Le Mali s’apprête à lancer une évaluation nationale des risques liés au blanchiment de capitaux et au financement du terrorisme, une étape stratégique dans le renforcement de son dispositif de lutte contre les flux financiers illicites. Cette initiative s’inscrit dans la perspective de l’évaluation mutuelle prévue en 2027 dans le cadre du Groupe intergouvernemental d’action contre le blanchiment d’argent en Afrique de l’Ouest (GIABA).
Selon une communication présentée lors du Conseil des ministres, les travaux de cette évaluation nationale doivent débuter le 20 mars prochain. L’objectif est d’analyser de manière approfondie les menaces et vulnérabilités auxquelles le système financier et économique malien pourrait être exposé en matière de blanchiment de capitaux, de financement du terrorisme et de financement de la prolifération des armes de destruction massive.
Les conclusions de ce processus devraient permettre d’orienter les réformes législatives, réglementaires et opérationnelles destinées à renforcer l’efficacité du dispositif national de prévention et de répression des crimes financiers.
Une mobilisation de plusieurs institutions
L’évaluation nationale des risques mobilisera plusieurs institutions publiques, autorités de supervision, services d’enquête et acteurs du secteur financier. Elle s’appuiera notamment sur les analyses de la Cellule nationale de traitement des informations financières (CENTIF).

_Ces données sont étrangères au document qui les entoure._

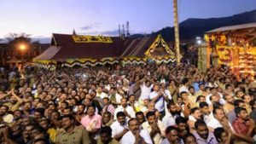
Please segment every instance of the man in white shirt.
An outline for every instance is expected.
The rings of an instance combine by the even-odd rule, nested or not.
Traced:
[[[139,123],[136,118],[131,118],[128,126],[130,131],[122,137],[120,144],[153,144],[148,132],[140,130]]]
[[[146,114],[147,121],[143,124],[143,130],[149,133],[154,143],[160,143],[165,136],[165,126],[160,120],[158,120],[154,112]]]
[[[133,108],[130,106],[127,105],[127,101],[125,98],[121,99],[121,105],[119,106],[115,110],[114,110],[114,118],[113,119],[116,119],[116,114],[119,112],[124,112],[128,118],[135,118],[135,112]]]
[[[166,116],[163,118],[163,124],[165,128],[168,126],[175,125],[175,119],[178,117],[177,114],[176,104],[171,101],[167,104],[168,112],[166,112]]]
[[[102,87],[98,86],[96,89],[96,96],[103,99],[104,97],[108,97],[108,95],[102,92]]]
[[[168,99],[165,96],[163,90],[160,89],[158,84],[154,85],[154,91],[149,94],[149,99],[155,103],[155,108],[161,113],[164,114],[165,110],[165,99]],[[163,117],[163,115],[162,115]]]
[[[144,101],[145,99],[149,99],[149,94],[154,84],[150,84],[149,80],[146,80],[141,84],[142,94],[140,96],[140,101]]]
[[[117,120],[114,121],[110,127],[112,129],[112,138],[119,141],[128,131],[128,126],[125,112],[119,112],[116,117]]]
[[[111,103],[114,106],[119,105],[121,102],[122,96],[116,92],[116,88],[111,87],[108,93],[108,98]]]
[[[180,94],[181,92],[187,92],[189,93],[189,80],[187,78],[184,78],[182,81],[183,85],[179,88],[178,89],[178,94]]]
[[[220,107],[216,107],[212,111],[214,118],[211,119],[207,124],[210,131],[213,132],[216,128],[222,128],[222,122],[224,121],[224,111]],[[227,121],[228,122],[228,121]]]

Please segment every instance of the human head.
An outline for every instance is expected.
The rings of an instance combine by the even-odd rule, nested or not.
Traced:
[[[212,112],[214,118],[220,122],[225,118],[224,111],[220,107],[214,107]]]
[[[145,116],[143,112],[136,112],[136,118],[137,119],[140,124],[143,124],[146,121]]]
[[[171,143],[178,142],[178,130],[174,126],[168,126],[166,129],[166,137]]]
[[[107,124],[111,119],[111,113],[109,112],[105,112],[102,115],[102,123]]]
[[[246,107],[244,101],[240,100],[240,99],[234,101],[234,106],[235,106],[235,107],[243,107],[243,108]]]
[[[5,114],[7,114],[7,112],[9,110],[9,107],[5,105],[0,106],[0,116],[3,117]]]
[[[200,102],[199,103],[199,107],[200,107],[200,109],[201,109],[201,112],[203,113],[203,114],[210,114],[210,110],[209,110],[209,105],[207,104],[207,102]]]
[[[135,135],[139,132],[139,123],[136,118],[131,118],[128,121],[128,126],[132,134]]]
[[[234,97],[231,96],[230,95],[224,94],[224,95],[223,95],[223,98],[225,100],[225,101],[226,101],[227,103],[234,104]]]
[[[190,115],[193,116],[196,120],[201,119],[201,111],[199,107],[194,107],[190,110]]]
[[[118,122],[121,124],[124,125],[125,124],[126,118],[125,118],[125,114],[123,112],[119,112],[116,114],[116,118]]]
[[[64,115],[61,117],[62,128],[67,130],[74,125],[74,118],[72,115]]]
[[[100,131],[101,140],[103,144],[108,144],[112,140],[112,130],[109,126],[105,126]]]
[[[213,132],[218,142],[225,141],[228,138],[227,133],[223,128],[216,128]]]
[[[86,113],[90,117],[95,115],[95,112],[96,112],[96,107],[94,106],[92,106],[92,105],[88,106]]]
[[[197,144],[196,138],[191,133],[188,133],[183,136],[184,144]]]
[[[197,134],[203,139],[208,138],[209,130],[203,120],[197,120],[195,123],[195,128]]]
[[[154,114],[154,112],[148,112],[146,114],[146,118],[147,118],[147,121],[149,124],[149,125],[156,124],[157,123],[157,119]]]
[[[242,107],[235,107],[235,112],[236,114],[236,117],[239,118],[241,118],[243,120],[248,120],[248,113],[247,111],[245,108]]]
[[[181,136],[187,133],[187,120],[183,117],[177,117],[175,119],[175,124]]]
[[[167,108],[172,115],[175,115],[177,113],[176,104],[172,101],[167,104]]]

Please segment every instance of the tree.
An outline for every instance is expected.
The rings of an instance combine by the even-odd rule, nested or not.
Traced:
[[[9,43],[9,48],[15,51],[18,50],[20,44],[25,44],[26,49],[30,49],[32,42],[30,35],[26,33],[9,33],[5,38]]]

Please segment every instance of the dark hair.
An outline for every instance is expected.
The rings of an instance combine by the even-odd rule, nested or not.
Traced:
[[[176,104],[174,103],[173,101],[171,101],[168,104],[167,104],[167,108],[169,109],[171,107],[171,106],[175,106]]]
[[[193,86],[189,86],[189,89],[195,89],[195,88]]]
[[[219,140],[219,139],[220,139],[220,137],[221,137],[221,134],[222,134],[223,132],[224,132],[224,131],[225,131],[225,130],[224,130],[223,128],[221,128],[221,127],[216,128],[216,129],[214,130],[213,134],[214,134],[214,136],[217,138],[218,142],[220,142],[220,141],[221,141],[221,140]]]
[[[186,91],[182,91],[182,92],[180,92],[179,93],[179,96],[181,96],[182,95],[183,95],[183,94],[187,94],[188,92],[186,92]]]
[[[109,126],[104,126],[101,129],[100,134],[107,134],[108,136],[111,136],[112,129]]]
[[[235,107],[238,107],[241,103],[244,103],[244,101],[242,101],[241,99],[235,100],[234,101]]]
[[[206,96],[204,96],[204,95],[198,95],[197,98],[196,98],[196,102],[198,102],[199,100],[200,100],[201,97],[206,98]]]
[[[182,80],[182,84],[185,84],[189,82],[189,78],[184,78],[183,80]]]
[[[137,115],[144,115],[144,113],[143,112],[136,112],[136,114],[135,114],[136,116],[137,116]]]
[[[229,96],[229,94],[224,94],[223,95],[223,99],[227,100],[227,96]]]
[[[201,83],[201,84],[198,84],[199,87],[201,85],[205,86],[205,84]]]
[[[1,106],[0,106],[0,107],[6,107],[6,109],[7,109],[6,112],[9,111],[9,107],[8,107],[8,106],[6,106],[6,105],[1,105]]]
[[[105,112],[103,113],[103,115],[104,115],[104,114],[108,114],[108,116],[111,117],[111,112]],[[102,116],[103,116],[103,115],[102,115]]]
[[[175,119],[175,124],[179,124],[181,123],[184,123],[184,124],[187,124],[187,119],[184,118],[183,117],[177,117],[176,119]]]
[[[44,116],[44,108],[37,108],[37,109],[35,109],[35,112],[39,112],[42,116]]]
[[[195,141],[196,141],[196,138],[195,137],[195,135],[191,133],[187,133],[186,135],[183,135],[183,142],[186,143],[187,142],[187,139],[189,137],[193,137]]]
[[[199,107],[200,108],[203,108],[204,107],[209,107],[209,105],[207,104],[207,102],[202,101],[199,103]]]
[[[216,114],[217,110],[223,110],[221,107],[214,107],[212,110],[212,113]]]
[[[235,112],[236,114],[236,117],[241,111],[247,111],[247,109],[243,107],[235,107]]]
[[[119,117],[125,117],[125,113],[123,112],[119,112],[116,114],[116,118],[119,118]]]
[[[130,125],[130,123],[131,123],[131,121],[133,121],[133,120],[137,120],[137,118],[131,118],[131,119],[128,121],[128,125]]]
[[[109,101],[109,98],[108,98],[108,97],[104,97],[102,100],[104,100],[104,99],[107,99],[108,101]]]
[[[148,119],[150,116],[155,116],[154,112],[151,112],[151,111],[148,112],[147,114],[146,114],[147,119]]]
[[[177,131],[178,131],[177,128],[176,128],[174,126],[168,126],[166,129],[166,134],[169,134],[172,130],[177,130]]]
[[[195,112],[196,110],[200,110],[199,107],[193,107],[193,108],[191,108],[191,110],[190,110],[190,114],[195,113]]]
[[[216,88],[215,87],[210,87],[210,91],[212,91],[213,89],[216,89]]]
[[[252,107],[252,108],[253,108],[253,105],[256,102],[256,99],[253,99],[250,101],[250,106]]]
[[[200,120],[197,120],[195,123],[195,129],[198,129],[199,126],[206,126],[207,127],[207,124],[205,121],[200,119]]]
[[[74,118],[71,114],[66,114],[66,115],[61,116],[61,119],[63,119],[64,118],[67,118],[70,120],[73,120],[74,119]]]

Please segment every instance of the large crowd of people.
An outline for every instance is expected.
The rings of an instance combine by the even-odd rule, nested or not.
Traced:
[[[224,66],[0,70],[3,144],[256,141],[256,78]]]

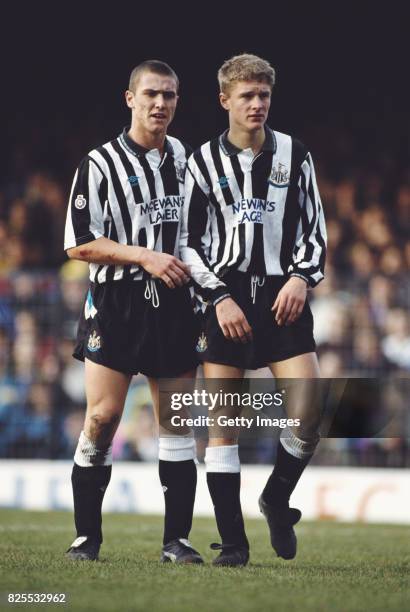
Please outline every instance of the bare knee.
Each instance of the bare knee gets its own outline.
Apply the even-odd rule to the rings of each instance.
[[[121,419],[122,410],[104,404],[87,411],[84,432],[97,446],[111,444]]]

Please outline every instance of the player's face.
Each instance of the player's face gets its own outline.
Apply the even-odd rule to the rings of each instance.
[[[126,92],[127,105],[132,109],[132,121],[152,134],[165,133],[177,105],[175,79],[153,72],[143,72],[135,91]]]
[[[231,127],[246,131],[259,130],[265,124],[271,102],[271,89],[260,81],[237,81],[220,101],[229,112]]]

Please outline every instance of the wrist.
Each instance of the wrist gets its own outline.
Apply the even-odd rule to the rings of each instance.
[[[135,249],[135,263],[139,266],[144,267],[148,249],[146,249],[145,247],[135,247]]]
[[[216,308],[219,304],[221,304],[222,302],[224,302],[225,300],[227,300],[230,297],[231,297],[230,293],[226,293],[226,294],[221,295],[220,297],[216,298],[212,303],[213,303],[214,307]]]
[[[306,276],[302,276],[302,274],[298,274],[297,272],[294,272],[293,274],[290,275],[290,278],[299,279],[300,281],[303,281],[305,283],[306,287],[309,287],[309,279],[307,279]]]

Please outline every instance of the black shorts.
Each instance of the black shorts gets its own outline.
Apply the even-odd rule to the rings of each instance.
[[[173,378],[198,365],[198,331],[187,287],[168,289],[158,280],[91,283],[73,356],[125,374]]]
[[[307,301],[302,314],[291,325],[279,326],[275,321],[271,308],[286,278],[259,277],[254,301],[251,274],[231,272],[223,280],[252,327],[253,340],[247,344],[227,340],[219,326],[214,306],[208,306],[197,344],[201,360],[254,370],[316,350],[313,317]]]

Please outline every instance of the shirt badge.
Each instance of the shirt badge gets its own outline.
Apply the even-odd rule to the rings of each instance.
[[[82,210],[87,206],[87,200],[83,195],[81,195],[81,193],[74,200],[74,206],[78,208],[78,210]]]
[[[273,187],[288,187],[290,183],[289,170],[285,164],[278,162],[277,166],[273,166],[272,172],[268,179],[268,183]]]

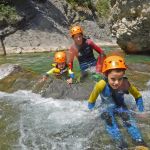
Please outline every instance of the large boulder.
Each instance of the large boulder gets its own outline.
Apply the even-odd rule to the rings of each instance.
[[[127,53],[150,54],[150,1],[113,0],[112,33]]]

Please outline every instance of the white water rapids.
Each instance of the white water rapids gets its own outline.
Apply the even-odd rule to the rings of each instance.
[[[150,92],[142,92],[146,111]],[[12,120],[3,128],[1,138],[16,132],[15,141],[0,143],[12,150],[109,150],[114,148],[99,118],[98,109],[89,111],[86,101],[42,98],[30,91],[0,92],[1,118]],[[7,107],[10,110],[7,110]],[[4,107],[4,108],[3,108]],[[9,111],[13,112],[10,113]],[[0,119],[1,119],[0,118]],[[143,124],[146,133],[150,121]],[[142,130],[144,129],[142,128]],[[98,136],[98,137],[97,137]],[[11,141],[11,142],[9,142]],[[92,141],[95,144],[92,145]],[[115,148],[114,148],[115,149]]]

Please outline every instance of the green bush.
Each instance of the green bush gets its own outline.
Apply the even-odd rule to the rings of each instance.
[[[78,5],[88,7],[89,5],[91,5],[91,0],[66,0],[66,1],[70,3],[72,6]]]
[[[9,24],[13,24],[17,21],[18,14],[16,9],[9,5],[0,4],[0,20],[4,19]]]
[[[107,17],[110,14],[110,0],[98,0],[96,10],[99,16]]]

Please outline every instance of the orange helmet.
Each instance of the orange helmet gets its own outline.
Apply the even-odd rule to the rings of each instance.
[[[64,63],[66,62],[66,53],[65,52],[56,52],[54,56],[55,63]]]
[[[78,33],[83,34],[83,29],[80,26],[74,26],[71,28],[71,30],[70,30],[71,37]]]
[[[125,61],[121,56],[108,56],[103,62],[102,72],[110,69],[127,69]]]

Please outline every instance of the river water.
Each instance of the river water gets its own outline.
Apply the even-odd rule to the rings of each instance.
[[[139,58],[150,62],[148,57]],[[0,58],[1,63],[18,63],[40,74],[47,71],[49,61],[52,57],[45,53]],[[142,91],[142,95],[149,113],[150,90]],[[135,106],[134,101],[132,105]],[[86,101],[43,98],[31,91],[0,92],[0,150],[115,150],[98,109],[99,101],[95,110],[89,111]],[[147,143],[150,143],[149,117],[137,119]],[[125,135],[132,147],[131,139]]]

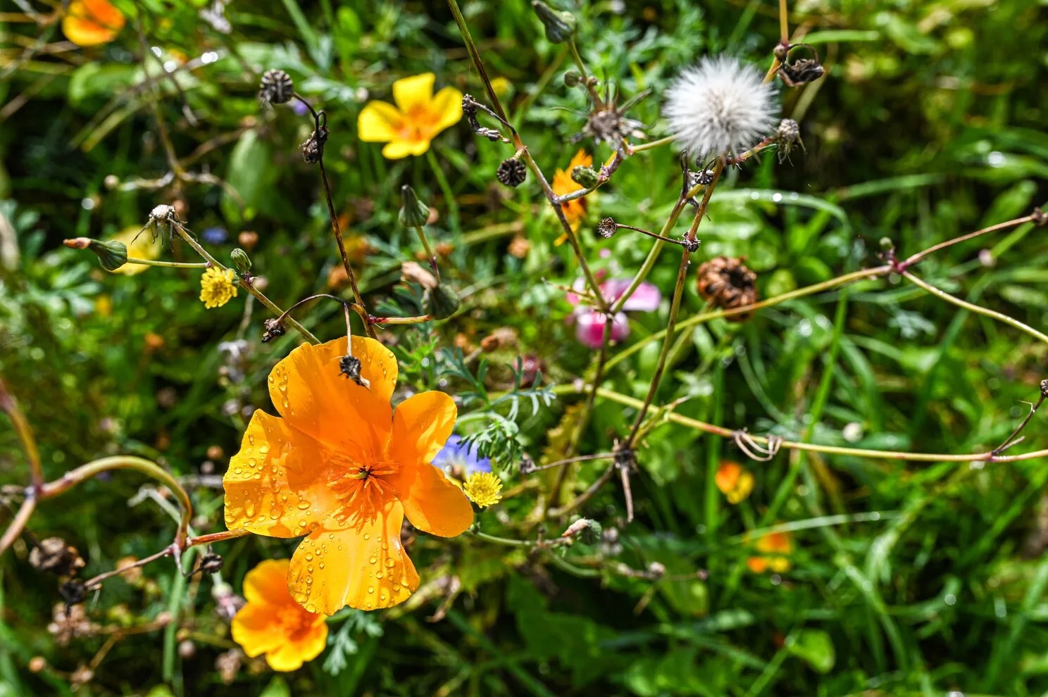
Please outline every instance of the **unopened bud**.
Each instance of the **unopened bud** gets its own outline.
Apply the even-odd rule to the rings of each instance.
[[[230,253],[230,259],[233,260],[233,265],[236,266],[241,274],[246,274],[252,270],[250,257],[248,257],[247,253],[240,247],[236,247]]]
[[[586,189],[592,189],[599,181],[599,175],[592,167],[576,165],[571,168],[571,180]]]
[[[575,32],[575,17],[571,13],[553,9],[542,0],[532,0],[531,6],[546,28],[546,39],[550,43],[564,43]]]
[[[420,227],[429,221],[430,206],[418,200],[414,189],[408,184],[400,187],[400,198],[403,200],[400,206],[400,224]]]
[[[93,240],[89,237],[74,237],[62,242],[72,249],[90,249],[99,258],[99,264],[107,271],[115,271],[128,262],[128,247],[116,240]]]

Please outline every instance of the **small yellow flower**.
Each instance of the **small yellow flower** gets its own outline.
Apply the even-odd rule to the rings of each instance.
[[[754,573],[764,573],[771,569],[776,573],[789,571],[789,558],[785,554],[793,552],[793,538],[789,532],[769,532],[760,538],[755,545],[761,557],[750,557],[746,566]]]
[[[237,297],[237,286],[233,282],[236,275],[232,268],[220,271],[214,266],[209,266],[200,277],[200,302],[204,307],[221,307],[230,302],[231,298]]]
[[[267,559],[244,576],[247,605],[233,617],[233,640],[254,658],[265,654],[275,671],[293,671],[327,646],[322,614],[300,606],[287,589],[290,562]]]
[[[357,133],[365,143],[385,143],[383,155],[399,159],[421,155],[430,140],[462,118],[462,92],[444,87],[433,94],[436,77],[425,72],[393,83],[396,106],[377,100],[369,102],[356,121]]]
[[[754,474],[738,462],[721,462],[714,481],[733,504],[745,501],[754,491]]]
[[[116,38],[124,14],[109,0],[72,0],[62,18],[62,32],[78,46],[97,46]]]
[[[160,236],[150,235],[150,232],[146,232],[138,235],[141,227],[133,225],[131,227],[125,227],[121,232],[113,235],[111,239],[117,242],[124,242],[128,248],[128,259],[146,259],[152,261],[160,256],[160,251],[163,248],[163,242]],[[117,268],[114,274],[123,274],[124,276],[135,276],[141,274],[144,270],[149,268],[146,264],[124,264]]]
[[[495,505],[502,500],[502,480],[490,472],[475,472],[465,478],[462,489],[470,500],[481,508]]]

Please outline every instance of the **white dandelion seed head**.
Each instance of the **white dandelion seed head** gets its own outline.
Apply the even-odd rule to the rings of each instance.
[[[674,138],[699,157],[750,148],[771,133],[778,113],[776,88],[761,70],[729,56],[681,72],[662,107]]]

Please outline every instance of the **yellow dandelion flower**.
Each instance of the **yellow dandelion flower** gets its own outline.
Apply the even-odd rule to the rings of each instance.
[[[470,500],[481,508],[494,505],[502,500],[502,480],[490,472],[475,472],[466,477],[462,489]]]
[[[232,268],[224,271],[210,266],[200,277],[200,302],[208,309],[221,307],[237,297],[236,275]]]

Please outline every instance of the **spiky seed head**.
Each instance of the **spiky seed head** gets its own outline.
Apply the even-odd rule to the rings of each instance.
[[[662,115],[676,141],[697,155],[740,152],[776,126],[776,89],[737,58],[703,58],[667,90]]]
[[[294,94],[294,83],[283,70],[266,70],[262,73],[259,100],[266,104],[286,104]]]

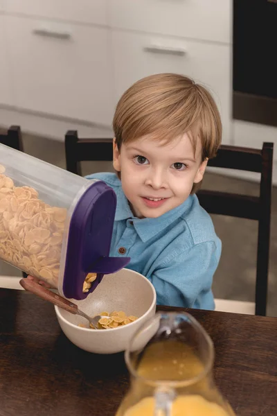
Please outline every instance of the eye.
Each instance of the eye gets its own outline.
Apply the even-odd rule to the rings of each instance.
[[[188,167],[184,163],[177,162],[172,164],[173,168],[176,171],[184,171]]]
[[[136,164],[148,164],[149,162],[144,156],[141,156],[138,155],[138,156],[135,156],[134,157],[134,160]]]

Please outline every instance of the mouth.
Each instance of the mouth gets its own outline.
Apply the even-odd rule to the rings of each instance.
[[[148,208],[159,208],[168,199],[168,198],[152,198],[150,196],[141,197],[144,204]]]
[[[145,198],[145,199],[148,200],[149,201],[161,201],[162,200],[164,199],[168,199],[167,198],[150,198],[148,196],[143,196],[143,198]]]

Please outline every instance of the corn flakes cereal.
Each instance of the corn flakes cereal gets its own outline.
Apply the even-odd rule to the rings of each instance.
[[[82,291],[87,293],[91,287],[91,284],[97,277],[97,273],[88,273],[82,285]]]
[[[66,209],[46,204],[30,187],[15,186],[5,172],[0,164],[0,257],[57,287]]]
[[[101,312],[99,313],[102,318],[98,320],[97,327],[98,329],[111,329],[113,328],[118,328],[119,327],[123,327],[127,324],[131,324],[132,322],[138,319],[136,316],[130,315],[127,316],[123,311],[113,311],[111,313],[109,312]],[[87,328],[84,327],[82,324],[79,327]],[[94,327],[90,324],[89,327],[92,329],[95,329]]]

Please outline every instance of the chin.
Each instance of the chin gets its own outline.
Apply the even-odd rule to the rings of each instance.
[[[161,216],[164,214],[165,214],[165,212],[163,212],[163,212],[158,212],[158,211],[156,212],[153,209],[153,211],[143,212],[143,216],[144,218],[158,218],[159,217]]]

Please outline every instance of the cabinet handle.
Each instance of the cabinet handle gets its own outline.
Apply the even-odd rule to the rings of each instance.
[[[183,48],[174,48],[162,45],[150,45],[148,46],[145,46],[143,49],[145,52],[177,55],[179,56],[184,56],[186,53],[186,49],[184,49]]]
[[[50,29],[45,28],[37,28],[34,29],[33,33],[35,35],[38,35],[39,36],[46,36],[48,37],[55,37],[56,39],[64,39],[68,40],[71,39],[71,34],[68,32],[57,32],[56,31],[51,31]]]

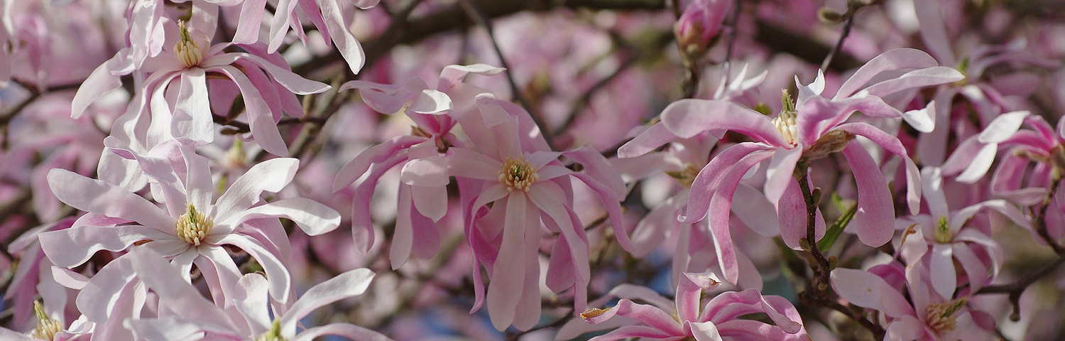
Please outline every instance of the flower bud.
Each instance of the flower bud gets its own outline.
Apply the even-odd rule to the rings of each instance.
[[[702,56],[721,33],[728,0],[694,0],[673,26],[681,51],[689,59]]]

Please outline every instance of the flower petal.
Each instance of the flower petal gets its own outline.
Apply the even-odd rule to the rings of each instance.
[[[224,223],[262,200],[263,192],[277,193],[296,176],[299,160],[271,159],[251,166],[215,201],[215,220]]]
[[[662,110],[662,123],[679,137],[714,129],[733,130],[758,142],[788,146],[769,117],[727,101],[682,99]]]
[[[375,275],[370,269],[360,267],[311,287],[280,316],[281,336],[292,339],[296,323],[314,309],[366,292]]]
[[[174,218],[162,209],[111,183],[54,168],[48,172],[48,184],[60,201],[85,212],[127,218],[154,228],[174,226]]]

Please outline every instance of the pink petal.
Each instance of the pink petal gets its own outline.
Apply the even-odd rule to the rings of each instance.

Organe central du dispositif national de lutte contre les flux financiers illicites, la CENTIF est chargée de recevoir et d’exploiter les déclarations d’opérations suspectes transmises par les établissements financiers et certaines professions assujetties. Ses analyses permettent d’identifier les circuits de blanchiment et, lorsque nécessaire, de transmettre les dossiers aux autorités judiciaires.
Une exigence des standards internationaux
Au niveau international, les évaluations nationales des risques constituent une exigence majeure des standards du Groupe d’action financière (GAFI). Elles permettent aux États d’identifier les secteurs économiques les plus exposés aux risques de blanchiment et de financement du terrorisme, afin d’adapter les mécanismes de contrôle et de supervision.
Ces analyses portent généralement sur plusieurs domaines sensibles, notamment le système bancaire, l’immobilier, les activités commerciales à forte circulation de liquidités, certaines professions juridiques et comptables ainsi que les organisations à but non lucratif. Dans la région sahélienne, les secteurs liés aux ressources naturelles et à l’économie informelle sont également souvent examinés.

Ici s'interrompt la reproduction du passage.